Dashboard review checklist:

  • panel queries are scoped by service and workload
  • variables use low-cardinality labels
  • p95/p99 panels use histogram queries, not client-side percentile transforms
  • dashboard JSON contains no secrets or customer identifiers
  • dashboard folder and permissions are intentional
  • changes are exported or recorded before saving over an existing dashboard

Alert Starting Point

Start with low-noise alerts:

  • container restarts
  • sustained high memory usage
  • sustained high request error rate
  • request latency above a reviewed threshold
  • Rack timeout count
  • collector unhealthy or no metrics arriving
  • collector span throughput spiking above baseline, or the filter's dropped-span count falling to zero — an early signal that a transform/filter regression is passing child spans into spanmetrics (metric names vary by collector version)

The RAM and CPU sections in Tips walk through creating the memory, restart, and CPU alerts in Grafana.

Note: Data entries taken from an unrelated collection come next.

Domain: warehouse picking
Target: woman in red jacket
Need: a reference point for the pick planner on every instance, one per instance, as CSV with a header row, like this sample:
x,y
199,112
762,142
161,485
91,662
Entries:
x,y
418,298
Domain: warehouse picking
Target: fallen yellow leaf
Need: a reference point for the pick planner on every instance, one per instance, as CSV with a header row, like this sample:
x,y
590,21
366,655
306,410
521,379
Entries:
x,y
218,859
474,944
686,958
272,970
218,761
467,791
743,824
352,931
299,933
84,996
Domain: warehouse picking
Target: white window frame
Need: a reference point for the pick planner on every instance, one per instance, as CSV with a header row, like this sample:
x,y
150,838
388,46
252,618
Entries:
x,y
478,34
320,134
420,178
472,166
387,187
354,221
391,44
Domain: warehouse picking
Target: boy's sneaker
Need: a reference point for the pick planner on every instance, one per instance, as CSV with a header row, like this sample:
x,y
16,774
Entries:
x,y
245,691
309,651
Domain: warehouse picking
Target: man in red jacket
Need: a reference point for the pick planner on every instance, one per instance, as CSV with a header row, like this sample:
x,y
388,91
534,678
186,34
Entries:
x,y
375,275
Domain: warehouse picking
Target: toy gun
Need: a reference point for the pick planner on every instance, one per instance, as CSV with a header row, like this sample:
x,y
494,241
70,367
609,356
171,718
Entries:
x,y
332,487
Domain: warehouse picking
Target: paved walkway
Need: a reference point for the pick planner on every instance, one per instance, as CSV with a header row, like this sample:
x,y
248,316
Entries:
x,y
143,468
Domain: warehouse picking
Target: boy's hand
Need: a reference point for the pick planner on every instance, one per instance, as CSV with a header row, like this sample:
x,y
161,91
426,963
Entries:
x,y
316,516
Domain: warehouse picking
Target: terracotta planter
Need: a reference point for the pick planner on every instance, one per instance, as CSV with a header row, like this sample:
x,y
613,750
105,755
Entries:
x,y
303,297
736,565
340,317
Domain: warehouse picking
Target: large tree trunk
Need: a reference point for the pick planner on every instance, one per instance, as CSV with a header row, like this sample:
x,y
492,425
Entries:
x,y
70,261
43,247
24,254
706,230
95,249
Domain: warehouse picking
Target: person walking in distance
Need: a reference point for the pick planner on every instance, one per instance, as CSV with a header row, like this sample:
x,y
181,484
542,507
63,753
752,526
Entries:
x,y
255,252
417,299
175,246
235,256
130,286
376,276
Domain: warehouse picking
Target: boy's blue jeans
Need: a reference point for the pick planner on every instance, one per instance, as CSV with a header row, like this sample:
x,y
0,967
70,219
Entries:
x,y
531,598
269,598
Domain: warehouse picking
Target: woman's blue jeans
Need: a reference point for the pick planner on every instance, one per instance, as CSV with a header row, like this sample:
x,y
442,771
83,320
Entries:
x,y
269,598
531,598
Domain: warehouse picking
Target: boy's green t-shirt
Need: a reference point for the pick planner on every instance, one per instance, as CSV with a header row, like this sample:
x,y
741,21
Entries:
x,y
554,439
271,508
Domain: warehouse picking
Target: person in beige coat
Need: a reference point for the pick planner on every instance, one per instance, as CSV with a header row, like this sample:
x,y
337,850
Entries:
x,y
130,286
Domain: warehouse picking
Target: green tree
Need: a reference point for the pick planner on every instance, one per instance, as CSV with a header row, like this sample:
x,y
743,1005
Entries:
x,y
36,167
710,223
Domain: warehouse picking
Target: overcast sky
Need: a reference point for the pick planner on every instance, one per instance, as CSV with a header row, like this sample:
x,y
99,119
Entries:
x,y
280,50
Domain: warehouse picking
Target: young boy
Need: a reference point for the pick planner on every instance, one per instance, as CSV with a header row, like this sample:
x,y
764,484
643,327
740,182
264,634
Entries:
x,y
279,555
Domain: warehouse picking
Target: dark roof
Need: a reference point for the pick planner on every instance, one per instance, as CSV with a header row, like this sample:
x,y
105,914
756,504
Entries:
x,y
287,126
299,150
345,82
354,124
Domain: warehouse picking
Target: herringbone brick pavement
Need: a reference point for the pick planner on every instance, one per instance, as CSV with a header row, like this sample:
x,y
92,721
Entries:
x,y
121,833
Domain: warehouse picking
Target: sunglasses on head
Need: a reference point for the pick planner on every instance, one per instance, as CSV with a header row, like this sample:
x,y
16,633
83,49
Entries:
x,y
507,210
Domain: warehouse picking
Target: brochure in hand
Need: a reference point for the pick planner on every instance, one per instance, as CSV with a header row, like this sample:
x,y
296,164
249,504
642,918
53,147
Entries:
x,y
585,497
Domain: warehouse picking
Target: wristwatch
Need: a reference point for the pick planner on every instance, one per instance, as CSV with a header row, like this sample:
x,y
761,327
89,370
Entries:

Avoid broad anomaly alerts until the baseline is understood. Week-over-week comparison can be useful, but it can also be noisy when traffic shifts by a few minutes or has bot contamination.

Alert review checklist:

  • every alert has a named owner
  • every threshold has a short reason
  • every page has a tested runbook or rollback note
  • new alerts route to a test or non-paging contact point first
  • production paging changes are approved separately from dashboard changes

Validation

Before deploying:

# Replace with your app's actual OpenTelemetry spec path.
bundle exec rspec spec/open_telemetry/

# Replace with your app's actual collector validation script names.
./.controlplane/open_telemetry/check_main_collector_config
./.controlplane/open_telemetry/validate_main_collector_config

Before enabling in staging:

  • app boots with OpenTelemetry disabled
  • app boots with OpenTelemetry enabled
  • collector starts and passes readiness checks
  • collector /metrics endpoint has generated samples
  • http.route in a staging trace shows route patterns (/users/:id), not raw paths, before enabling the spanmetrics connector
  • Grafana can query the metrics
  • disabling OpenTelemetry is enough to roll back app-side impact

Before enabling in production:

  • staging has run long enough to observe collector CPU and memory
  • sampling is explicitly configured and reviewed for expected traffic, egress, and metric accuracy
  • dashboards are reviewed by a human
  • alerts are routed to a non-paging or test contact point first
  • rollback steps are written down
  • production approval is explicit

Safety Notes

  • Treat Grafana dashboards and alert rules as production-impacting settings.
  • Export or draft dashboard JSON before saving live dashboards.
  • Use non-production apps for first rollout.
  • Keep collector external ingress closed unless a specific receiver requires it.
  • Do not put secrets in dashboard JSON, templates, or screenshots.
  • Keep high-cardinality attributes — user IDs, URLs with IDs, raw SQL, request IDs, trace IDs — out of metric dimensions; prefer labels such as workload, service, and version.